Irak'ın ikinci büyük şehri Musul, medeniyetin doğduğu yerlerden. Kutsal kitapların indiği bu coğrafyanın en iyi günlerini de, kötülerini de yaşamış yorgun ve tozlu şehri.
Bugün bu şehir bütün uluslararası kamuoyunun ilgisine mazhar olan büyük bir savaş ile mücadele ediyor.
2014 yılında, bölgenin en büyük şehirlerinden biri DEAŞ'a karşı operasyonlar başlamışken bu örgütün eline düştü. Hem de bütün dünya için utanç verici bir şekilde. Şehirde konuşlanmış Irak ordusu tek kurşun atmadan kaçtı. DEAŞ'ın eline dünyanın mühimmatı ve Musul bankasının dolu rezervleri geçti.

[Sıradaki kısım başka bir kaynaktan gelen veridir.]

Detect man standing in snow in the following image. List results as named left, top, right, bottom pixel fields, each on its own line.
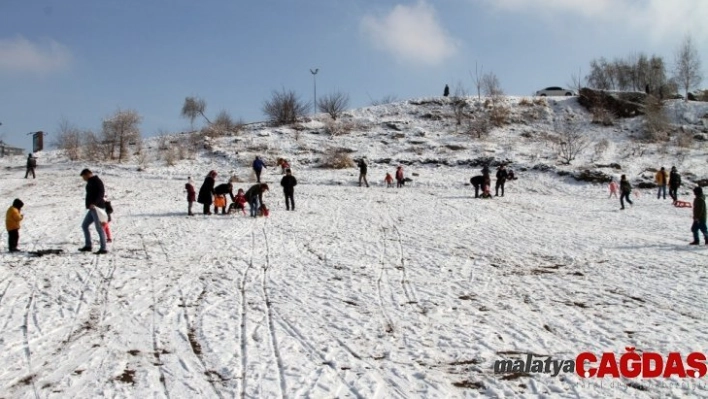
left=655, top=167, right=668, bottom=200
left=443, top=84, right=450, bottom=97
left=689, top=186, right=707, bottom=245
left=25, top=153, right=37, bottom=179
left=495, top=165, right=508, bottom=197
left=669, top=166, right=682, bottom=203
left=253, top=156, right=266, bottom=183
left=619, top=174, right=633, bottom=210
left=357, top=158, right=369, bottom=188
left=79, top=169, right=108, bottom=254
left=281, top=169, right=297, bottom=211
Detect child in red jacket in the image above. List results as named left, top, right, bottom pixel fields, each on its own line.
left=384, top=173, right=394, bottom=188
left=229, top=188, right=247, bottom=215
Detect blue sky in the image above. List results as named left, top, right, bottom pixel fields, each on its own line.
left=1, top=0, right=706, bottom=151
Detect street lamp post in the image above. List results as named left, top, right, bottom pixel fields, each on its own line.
left=310, top=68, right=319, bottom=116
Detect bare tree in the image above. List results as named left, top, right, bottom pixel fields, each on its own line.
left=181, top=96, right=211, bottom=127
left=53, top=118, right=82, bottom=160
left=369, top=94, right=398, bottom=106
left=554, top=120, right=589, bottom=164
left=470, top=62, right=483, bottom=100
left=568, top=67, right=586, bottom=93
left=481, top=72, right=503, bottom=97
left=81, top=130, right=103, bottom=162
left=102, top=109, right=142, bottom=163
left=673, top=34, right=703, bottom=100
left=318, top=91, right=350, bottom=120
left=262, top=89, right=309, bottom=126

Amerikan Başkanı danışmanlarını acil koduyla topladı. Ve ekran karşısına geçti. Barack Obama'nın hedefinde Irak Başbakanı Nuri Maliki vardı.

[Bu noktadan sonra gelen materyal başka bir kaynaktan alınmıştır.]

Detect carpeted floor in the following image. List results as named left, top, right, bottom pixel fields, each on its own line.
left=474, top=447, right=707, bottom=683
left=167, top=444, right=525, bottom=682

Maliki'nin mezhepçi siyaseti Irak'ı o kadar bölmüştü ki, Irak ordusu hiçbir aidiyet hissetmediği bir halkı DEAŞ'ın insafına bırakmıştı. Irak'ın Maliki'den bezmiş Sünnileri için ise DEAŞ ehven-i şer görülmüştü.

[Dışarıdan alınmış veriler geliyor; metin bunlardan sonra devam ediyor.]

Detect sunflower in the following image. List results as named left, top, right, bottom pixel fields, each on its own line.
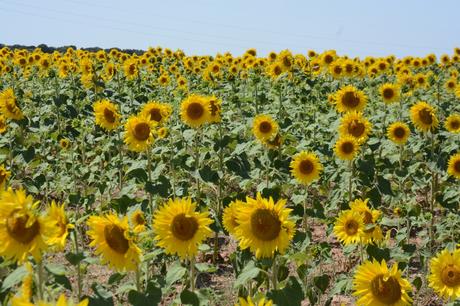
left=158, top=73, right=170, bottom=86
left=59, top=138, right=70, bottom=150
left=0, top=164, right=11, bottom=190
left=290, top=151, right=323, bottom=185
left=123, top=59, right=138, bottom=80
left=447, top=153, right=460, bottom=179
left=379, top=83, right=400, bottom=104
left=235, top=193, right=295, bottom=259
left=262, top=133, right=282, bottom=149
left=252, top=114, right=278, bottom=142
left=152, top=198, right=213, bottom=260
left=353, top=259, right=412, bottom=306
left=387, top=122, right=410, bottom=145
left=428, top=248, right=460, bottom=301
left=180, top=95, right=211, bottom=128
left=339, top=112, right=372, bottom=143
left=156, top=127, right=168, bottom=139
left=222, top=200, right=243, bottom=236
left=350, top=198, right=383, bottom=244
left=333, top=210, right=364, bottom=245
left=445, top=114, right=460, bottom=133
left=206, top=96, right=222, bottom=123
left=140, top=101, right=172, bottom=125
left=334, top=85, right=368, bottom=113
left=445, top=78, right=457, bottom=92
left=0, top=188, right=49, bottom=262
left=267, top=62, right=283, bottom=79
left=87, top=213, right=141, bottom=271
left=235, top=296, right=273, bottom=306
left=130, top=209, right=146, bottom=233
left=334, top=136, right=360, bottom=161
left=124, top=114, right=156, bottom=152
left=0, top=115, right=7, bottom=134
left=12, top=293, right=89, bottom=306
left=0, top=88, right=24, bottom=120
left=43, top=201, right=73, bottom=251
left=410, top=101, right=438, bottom=132
left=93, top=99, right=121, bottom=131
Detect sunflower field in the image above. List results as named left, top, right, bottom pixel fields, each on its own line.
left=0, top=46, right=459, bottom=306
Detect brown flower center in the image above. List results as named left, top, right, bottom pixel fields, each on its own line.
left=186, top=102, right=205, bottom=120
left=134, top=213, right=145, bottom=226
left=344, top=219, right=359, bottom=235
left=324, top=54, right=333, bottom=64
left=133, top=122, right=150, bottom=141
left=171, top=213, right=198, bottom=241
left=341, top=141, right=355, bottom=154
left=103, top=108, right=116, bottom=123
left=348, top=120, right=365, bottom=138
left=273, top=65, right=282, bottom=76
left=441, top=264, right=460, bottom=287
left=418, top=108, right=433, bottom=125
left=259, top=121, right=272, bottom=134
left=334, top=66, right=342, bottom=75
left=149, top=108, right=163, bottom=122
left=342, top=91, right=360, bottom=108
left=250, top=209, right=281, bottom=241
left=393, top=127, right=406, bottom=139
left=104, top=224, right=129, bottom=254
left=6, top=212, right=40, bottom=244
left=370, top=275, right=402, bottom=304
left=454, top=160, right=460, bottom=173
left=299, top=159, right=314, bottom=175
left=383, top=88, right=395, bottom=99
left=450, top=120, right=460, bottom=130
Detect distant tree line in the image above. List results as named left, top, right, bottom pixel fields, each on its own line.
left=0, top=43, right=145, bottom=54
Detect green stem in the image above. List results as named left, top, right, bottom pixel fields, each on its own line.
left=135, top=266, right=142, bottom=292
left=190, top=258, right=196, bottom=292
left=194, top=131, right=201, bottom=202
left=72, top=230, right=82, bottom=300
left=117, top=130, right=124, bottom=191
left=348, top=160, right=354, bottom=204
left=37, top=260, right=44, bottom=300
left=146, top=147, right=153, bottom=215
left=271, top=256, right=278, bottom=290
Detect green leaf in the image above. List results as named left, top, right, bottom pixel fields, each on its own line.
left=22, top=146, right=35, bottom=163
left=180, top=289, right=199, bottom=306
left=127, top=168, right=148, bottom=183
left=46, top=263, right=66, bottom=275
left=89, top=283, right=114, bottom=306
left=267, top=276, right=303, bottom=306
left=313, top=274, right=330, bottom=293
left=128, top=283, right=161, bottom=306
left=377, top=176, right=393, bottom=195
left=165, top=261, right=187, bottom=288
left=366, top=244, right=390, bottom=262
left=1, top=265, right=27, bottom=292
left=65, top=252, right=85, bottom=265
left=199, top=165, right=219, bottom=183
left=234, top=261, right=260, bottom=288
left=108, top=272, right=126, bottom=285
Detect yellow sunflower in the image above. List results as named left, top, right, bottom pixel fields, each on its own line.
left=0, top=115, right=7, bottom=134
left=252, top=114, right=279, bottom=142
left=59, top=138, right=70, bottom=150
left=180, top=95, right=211, bottom=128
left=339, top=112, right=372, bottom=143
left=152, top=198, right=213, bottom=260
left=410, top=101, right=438, bottom=132
left=12, top=293, right=89, bottom=306
left=0, top=164, right=11, bottom=190
left=140, top=101, right=172, bottom=125
left=87, top=213, right=141, bottom=271
left=206, top=96, right=222, bottom=123
left=0, top=88, right=24, bottom=120
left=130, top=209, right=146, bottom=233
left=93, top=99, right=121, bottom=131
left=334, top=85, right=368, bottom=113
left=447, top=153, right=460, bottom=179
left=445, top=114, right=460, bottom=133
left=350, top=198, right=383, bottom=244
left=333, top=210, right=364, bottom=245
left=235, top=296, right=273, bottom=306
left=445, top=78, right=457, bottom=92
left=124, top=114, right=156, bottom=152
left=334, top=136, right=360, bottom=161
left=387, top=122, right=410, bottom=145
left=43, top=201, right=73, bottom=251
left=353, top=259, right=412, bottom=306
left=156, top=127, right=168, bottom=139
left=235, top=193, right=295, bottom=259
left=379, top=83, right=400, bottom=104
left=123, top=59, right=138, bottom=80
left=290, top=151, right=323, bottom=185
left=222, top=200, right=243, bottom=236
left=428, top=248, right=460, bottom=301
left=0, top=188, right=49, bottom=262
left=456, top=85, right=460, bottom=100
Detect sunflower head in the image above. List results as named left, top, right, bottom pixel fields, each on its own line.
left=349, top=198, right=383, bottom=244
left=445, top=114, right=460, bottom=133
left=334, top=136, right=360, bottom=161
left=152, top=198, right=213, bottom=260
left=339, top=112, right=372, bottom=144
left=290, top=151, right=323, bottom=185
left=379, top=83, right=400, bottom=104
left=93, top=99, right=121, bottom=131
left=59, top=138, right=70, bottom=150
left=333, top=210, right=364, bottom=245
left=353, top=259, right=413, bottom=306
left=410, top=101, right=438, bottom=132
left=236, top=296, right=273, bottom=306
left=87, top=213, right=141, bottom=271
left=44, top=201, right=73, bottom=251
left=252, top=114, right=279, bottom=143
left=235, top=193, right=295, bottom=259
left=141, top=101, right=173, bottom=125
left=206, top=96, right=222, bottom=123
left=334, top=85, right=367, bottom=113
left=0, top=115, right=7, bottom=134
left=222, top=200, right=244, bottom=236
left=131, top=209, right=146, bottom=233
left=0, top=164, right=11, bottom=190
left=428, top=248, right=460, bottom=301
left=0, top=88, right=24, bottom=120
left=124, top=114, right=156, bottom=152
left=387, top=122, right=410, bottom=145
left=180, top=95, right=211, bottom=128
left=447, top=153, right=460, bottom=179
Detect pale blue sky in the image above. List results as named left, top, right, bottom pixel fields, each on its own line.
left=1, top=0, right=458, bottom=58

Şimdi Irak ordusu suç mahalline geri döndü. DEAŞ, kasım ayında başlayan bir operasyon ile püskürtülmeye çalışılıyor.
Lakin tarihin acı bir tekerrürü ile karşı karşıyayız. Kenti DEAŞ'a bırakan politikalar devam ediyor.
Erbil'den çıkan ve Musul'a ulaşan bir hatta, Kürdistan'ı geçer geçmez, halkını Sünni Arap ve bir miktar Hıristiyan nüfusun oluşturduğu bir bölge DEAŞ'tan temizlenmiş durumda.
Fakat DEAŞ işgalinden kurtulan topraklarda yeni bir işgal var.
İran işgali Suriye ve Lübnan'da olduğu gibi burada da etkisini epey frapan ve provokatif bir şekilde gösteriyor.
Sanki Sünni Arapları daha da marjinalize etmek, Bağdat hükûmetinden nefret ettirmek istermişçesine, yüzyılların Sünni kasabalarında, İran lideri Hamaney'in posterleri, Hazreti Ali yazan bayraklar ve Haşdi Şabi 'nin onlarca kolunun birbirine benzeyen farklı flamaları dalgalanıyor.